9. Brokeback Mountain (2005; Ang Lee)
“Jack, I swear…”
In 2005, I named Steven Spielberg’s Munich as the best film of the year, and Ang Lee’s Brokeback Mountain was a very close second. I don’t often change my mind in regards to my favorite picture of the year, but 2005 is a rare exception. Don’t get me wrong – Munich just barely missed my Best Films of the Decade list, and I personally believe that it’s one of the finest and most uncompromising films Spielberg has ever made. But Brokeback Mountain has resonated for me in a way that I didn’t fully expect upon first seeing it in December 2005.
For one, director Ang Lee achieved something few directors can nowadays – he created a breathtakingly beautiful art house film that also managed to enrapture (most) mainstream audiences with a powerfully moving love story at its center. Lee uses the empty blue skies and vast, open prairies of Wyoming to dwarf God’s lonely cowboy Ennis Del Mar (Heath Ledger) through years of pain and loneliness. Brokeback Mountain is one of the most assured directorial efforts of the decade – Lee is in total control as a filmmaker, contrasting the rich landscape of the 1960s American West with the sadness and sexual insecurities of the film’s protagonists.
In the process of his superlative direction, Lee somehow also made a movie that brought teenage girls back to the cinema over and over again – the love story between Ennis and Jack Twist (Jake Gyllenhaal) was this generation’s answer to the doomed romance between Jack (Leonardo DiCaprio) and Rose (Kate Winslet) in James Cameron’s Titanic (1997).
And yet it's not the love story that brings me back again and again to Brokeback Mountain, although the film is certainly remarkable for its cultural influence and its understanding of homosexuality in 1960s America. In fact, Brokeback Mountain wouldn’t resonate at all as a motion picture if it were merely a political statement on homosexual rights, or simply a film pushing a political agenda.
Yes, on its face, Brokeback Mountain is a tragic love story between two men in a time period where such a love was frowned upon by society (and, of course, is still frowned upon today, although in fewer numbers).

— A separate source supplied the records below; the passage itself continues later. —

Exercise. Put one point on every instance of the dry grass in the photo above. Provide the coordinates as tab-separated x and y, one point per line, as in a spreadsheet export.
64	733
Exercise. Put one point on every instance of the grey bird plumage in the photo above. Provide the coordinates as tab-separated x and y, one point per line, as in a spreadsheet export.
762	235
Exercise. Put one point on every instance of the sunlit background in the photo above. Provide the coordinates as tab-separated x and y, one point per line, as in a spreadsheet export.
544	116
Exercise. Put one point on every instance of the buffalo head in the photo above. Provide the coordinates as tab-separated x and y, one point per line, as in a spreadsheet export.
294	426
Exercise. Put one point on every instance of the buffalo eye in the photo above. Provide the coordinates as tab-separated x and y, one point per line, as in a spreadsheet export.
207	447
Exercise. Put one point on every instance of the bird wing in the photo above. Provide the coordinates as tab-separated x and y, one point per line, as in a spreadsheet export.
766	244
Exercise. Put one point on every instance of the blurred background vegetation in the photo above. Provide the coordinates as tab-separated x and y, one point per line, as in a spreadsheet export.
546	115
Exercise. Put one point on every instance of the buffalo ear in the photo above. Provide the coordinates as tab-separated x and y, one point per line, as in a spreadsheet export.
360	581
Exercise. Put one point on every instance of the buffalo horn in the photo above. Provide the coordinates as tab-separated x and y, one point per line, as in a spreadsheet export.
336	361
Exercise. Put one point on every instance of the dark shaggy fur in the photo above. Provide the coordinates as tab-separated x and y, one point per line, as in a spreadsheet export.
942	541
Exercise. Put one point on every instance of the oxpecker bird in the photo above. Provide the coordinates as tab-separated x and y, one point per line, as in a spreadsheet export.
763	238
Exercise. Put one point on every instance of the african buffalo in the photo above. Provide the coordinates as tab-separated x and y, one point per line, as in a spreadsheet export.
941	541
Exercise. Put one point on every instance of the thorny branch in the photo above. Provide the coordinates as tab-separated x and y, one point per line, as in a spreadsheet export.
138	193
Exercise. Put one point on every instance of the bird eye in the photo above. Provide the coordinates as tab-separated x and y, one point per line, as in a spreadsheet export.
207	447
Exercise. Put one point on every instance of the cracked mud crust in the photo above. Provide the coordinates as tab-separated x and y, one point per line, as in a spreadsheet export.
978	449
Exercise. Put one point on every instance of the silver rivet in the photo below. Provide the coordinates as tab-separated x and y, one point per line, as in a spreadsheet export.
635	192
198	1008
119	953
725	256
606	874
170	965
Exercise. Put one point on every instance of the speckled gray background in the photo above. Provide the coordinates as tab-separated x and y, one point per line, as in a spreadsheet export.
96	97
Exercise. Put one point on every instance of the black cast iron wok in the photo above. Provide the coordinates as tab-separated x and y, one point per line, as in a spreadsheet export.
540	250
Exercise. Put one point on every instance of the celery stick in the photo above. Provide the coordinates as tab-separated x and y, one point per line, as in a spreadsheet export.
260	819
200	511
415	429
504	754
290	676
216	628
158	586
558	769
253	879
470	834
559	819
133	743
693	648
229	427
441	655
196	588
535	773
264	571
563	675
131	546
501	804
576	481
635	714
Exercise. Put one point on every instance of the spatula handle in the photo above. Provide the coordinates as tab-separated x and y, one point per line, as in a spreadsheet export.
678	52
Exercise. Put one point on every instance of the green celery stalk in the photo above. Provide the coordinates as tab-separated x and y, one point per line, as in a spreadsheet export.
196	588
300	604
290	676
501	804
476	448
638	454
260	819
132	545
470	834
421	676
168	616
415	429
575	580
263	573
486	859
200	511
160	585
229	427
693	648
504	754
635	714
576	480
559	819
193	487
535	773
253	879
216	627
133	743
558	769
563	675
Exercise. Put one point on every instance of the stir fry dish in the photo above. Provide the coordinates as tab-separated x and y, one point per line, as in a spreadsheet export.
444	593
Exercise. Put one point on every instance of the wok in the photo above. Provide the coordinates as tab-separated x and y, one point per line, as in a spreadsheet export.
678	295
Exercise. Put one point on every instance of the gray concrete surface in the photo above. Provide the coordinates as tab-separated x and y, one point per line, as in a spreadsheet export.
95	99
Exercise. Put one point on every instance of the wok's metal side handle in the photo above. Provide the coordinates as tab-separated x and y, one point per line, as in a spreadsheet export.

But at the film’s core is the tragic story of Ennis Del Mar, a character as existential, lonely and isolated as Travis Bickle (Robert De Niro) from Martin Scorsese’s Taxi Driver (1976) or Joe Buck (Jon Voight) from John Schlesinger’s Midnight Cowboy (1969). He comes from nowhere. He’s not educated. He’s already an outsider – he’s a cowboy in an age where cowboys aren’t really a cultural identity anymore, at least in the traditional sense (outlaw gunslingers were replaced by drunken good ol’ boys sometime during the twentieth century). He is alienated even further from society by his confusion with his sexual orientation.
Is he gay? He might be, although he might very well be bisexual. His relationship with Jack is formed, though, by circumstance – the fact that they’re two very lonely individuals who share one thing in common: a misplaced sense of identity, both sexually and culturally. Are Ennis and Jack meant to be together? I don’t think that’s the point – Brokeback Mountain is not a film about eternal love or soul mates.
The tragedy of Brokeback Mountain is that Ennis and Jack never really find out if they’re meant to be together. They never feel the joy and pain that most couples experience because, no matter how hard the two men attempt to feign some semblance of a lasting relationship, that summer they spent together on Brokeback Mountain is simply an elusive, nostalgic memory, incapable of being recaptured, especially after both men marry and have children.
The final scene of Brokeback Mountain, which takes place after Jack’s death, shows Ennis living alone in a trailer. His grown daughter visits him and announces that she is getting married. Watch Heath Ledger’s face during this final scene – without hardly saying a word, the actor gives us the life story of Ennis Del Mar in a few seconds. His eyes welling up with tears as his daughter drives away, he touches Jack’s blue-jean jacket, which hangs in his closet. Next to the jacket is a postcard from Brokeback Mountain. Ennis wants to share the news of his daughter’s marriage to his good friend, but there’s nobody there. It’s one of the quietest and most powerful scenes in cinematic history, anchored by Ledger in the finest performance of this decade. Jack, I swear, indeed.